Life can be a peculiar thing. One day you’re flying high and all is right with the world, the next everything comes crashing down. I have spent more time in my life apologizing for idiotic things I have either said or done that I am nearly exhausted. You would think I would have learned my lessons by now, but I still say and do some pretty stupid things from time to time. I believe I am starting to learn though. At 57 years of age I think it’s about time. Through all the rubble that has been left in my wake, there is hope. I serve a patient God who knows me so much better than I know myself. I am trying not to look backward at the rubble, but rather forward at the promise of a new tomorrow. God has been very gracious and kind to me in spite of my own stupidity. Yes, I am incredibly hard on myself, but I always have been so that is no surprise.
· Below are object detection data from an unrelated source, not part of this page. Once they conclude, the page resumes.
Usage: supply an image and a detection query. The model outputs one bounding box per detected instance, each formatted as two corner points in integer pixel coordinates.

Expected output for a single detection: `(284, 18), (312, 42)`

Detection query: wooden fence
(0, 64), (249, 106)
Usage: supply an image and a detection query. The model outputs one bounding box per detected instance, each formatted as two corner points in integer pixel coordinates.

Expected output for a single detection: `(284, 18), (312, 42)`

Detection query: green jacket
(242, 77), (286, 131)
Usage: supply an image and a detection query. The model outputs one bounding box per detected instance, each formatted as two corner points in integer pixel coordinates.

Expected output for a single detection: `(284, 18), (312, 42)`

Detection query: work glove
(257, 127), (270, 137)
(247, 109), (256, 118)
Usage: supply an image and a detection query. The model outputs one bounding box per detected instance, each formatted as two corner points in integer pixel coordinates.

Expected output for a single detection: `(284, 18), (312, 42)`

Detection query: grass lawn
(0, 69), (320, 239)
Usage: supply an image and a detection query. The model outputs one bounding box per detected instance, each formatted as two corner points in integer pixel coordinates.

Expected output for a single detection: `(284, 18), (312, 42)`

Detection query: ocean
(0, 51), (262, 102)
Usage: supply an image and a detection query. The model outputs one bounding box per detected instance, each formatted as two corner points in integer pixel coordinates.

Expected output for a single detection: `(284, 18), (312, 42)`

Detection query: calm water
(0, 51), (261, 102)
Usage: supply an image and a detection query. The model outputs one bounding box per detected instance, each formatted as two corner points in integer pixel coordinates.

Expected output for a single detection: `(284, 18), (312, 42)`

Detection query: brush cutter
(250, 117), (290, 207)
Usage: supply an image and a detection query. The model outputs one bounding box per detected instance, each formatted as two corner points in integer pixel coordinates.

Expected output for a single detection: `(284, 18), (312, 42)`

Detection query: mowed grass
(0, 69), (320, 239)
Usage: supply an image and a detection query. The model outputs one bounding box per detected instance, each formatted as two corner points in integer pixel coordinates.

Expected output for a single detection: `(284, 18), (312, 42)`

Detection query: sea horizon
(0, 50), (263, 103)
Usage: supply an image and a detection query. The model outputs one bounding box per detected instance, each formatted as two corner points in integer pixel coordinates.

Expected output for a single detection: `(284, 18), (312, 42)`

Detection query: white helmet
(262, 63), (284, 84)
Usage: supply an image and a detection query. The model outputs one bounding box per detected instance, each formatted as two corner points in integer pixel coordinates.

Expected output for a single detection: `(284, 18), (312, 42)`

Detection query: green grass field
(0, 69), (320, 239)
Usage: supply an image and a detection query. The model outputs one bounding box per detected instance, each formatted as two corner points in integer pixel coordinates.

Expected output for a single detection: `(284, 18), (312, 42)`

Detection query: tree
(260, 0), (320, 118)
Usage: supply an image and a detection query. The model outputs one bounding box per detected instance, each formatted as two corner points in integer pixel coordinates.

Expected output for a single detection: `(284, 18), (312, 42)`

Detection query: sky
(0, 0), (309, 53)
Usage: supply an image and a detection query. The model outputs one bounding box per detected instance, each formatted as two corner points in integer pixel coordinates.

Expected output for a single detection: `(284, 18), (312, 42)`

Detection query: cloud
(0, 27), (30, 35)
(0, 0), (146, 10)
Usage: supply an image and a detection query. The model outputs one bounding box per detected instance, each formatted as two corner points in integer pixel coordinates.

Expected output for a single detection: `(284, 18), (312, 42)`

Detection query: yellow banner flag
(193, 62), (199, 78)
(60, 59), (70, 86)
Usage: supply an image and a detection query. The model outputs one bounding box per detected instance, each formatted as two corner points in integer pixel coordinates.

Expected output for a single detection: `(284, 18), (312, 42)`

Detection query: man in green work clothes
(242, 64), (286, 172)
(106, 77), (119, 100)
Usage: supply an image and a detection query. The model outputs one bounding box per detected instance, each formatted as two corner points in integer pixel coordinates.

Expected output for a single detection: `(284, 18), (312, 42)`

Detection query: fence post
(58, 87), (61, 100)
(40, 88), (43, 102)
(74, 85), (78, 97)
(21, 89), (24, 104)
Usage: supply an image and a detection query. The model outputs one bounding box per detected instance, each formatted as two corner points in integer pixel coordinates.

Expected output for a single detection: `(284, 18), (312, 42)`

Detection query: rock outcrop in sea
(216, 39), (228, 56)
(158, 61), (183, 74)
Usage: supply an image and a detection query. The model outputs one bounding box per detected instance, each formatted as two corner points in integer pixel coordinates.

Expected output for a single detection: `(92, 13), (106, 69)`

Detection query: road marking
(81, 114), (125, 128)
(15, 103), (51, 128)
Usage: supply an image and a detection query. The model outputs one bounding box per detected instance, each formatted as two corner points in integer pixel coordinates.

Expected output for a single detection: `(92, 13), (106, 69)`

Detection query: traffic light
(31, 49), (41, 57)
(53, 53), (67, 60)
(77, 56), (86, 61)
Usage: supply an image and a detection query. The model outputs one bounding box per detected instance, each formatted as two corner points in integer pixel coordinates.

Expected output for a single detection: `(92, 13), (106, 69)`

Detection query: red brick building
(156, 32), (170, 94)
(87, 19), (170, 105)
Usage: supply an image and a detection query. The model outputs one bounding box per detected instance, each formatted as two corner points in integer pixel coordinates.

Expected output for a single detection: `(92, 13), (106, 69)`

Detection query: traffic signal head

Perhaps being hard on myself has been a godsend in a way for I always knew better than the way I was acting and held myself to a lofty goal of living right. God didn’t look at my past mistakes and cast me aside, but rather embraced me and gave me the love and patience I needed to get to where I am now. The books I write are from a heart that has been bruised and beaten up, yet still has passion for God. I love God so much and yet have never seen Him. I know that is possible because I have a relationship just like that this side of heaven. I know a dear brother in Christ who lives in Tulsa, OK. I have never laid eyes on him either, but he has been a source of kindness, acceptance and inspiration through the last 9 years we have known each other. It is that relationship that helps me accept that God is real and it doesn’t matter one little bit that I cannot see Him. Without God I have no idea where I would be or what I would be doing, but I know this, it wouldn’t be nearly as exciting or rewarding.
Lord, thank You for my life. You saved me from myself and for that I am eternally grateful. Help me live a better life for You.
WALK WITH THE KING TODAY AND BE A BLESSING!!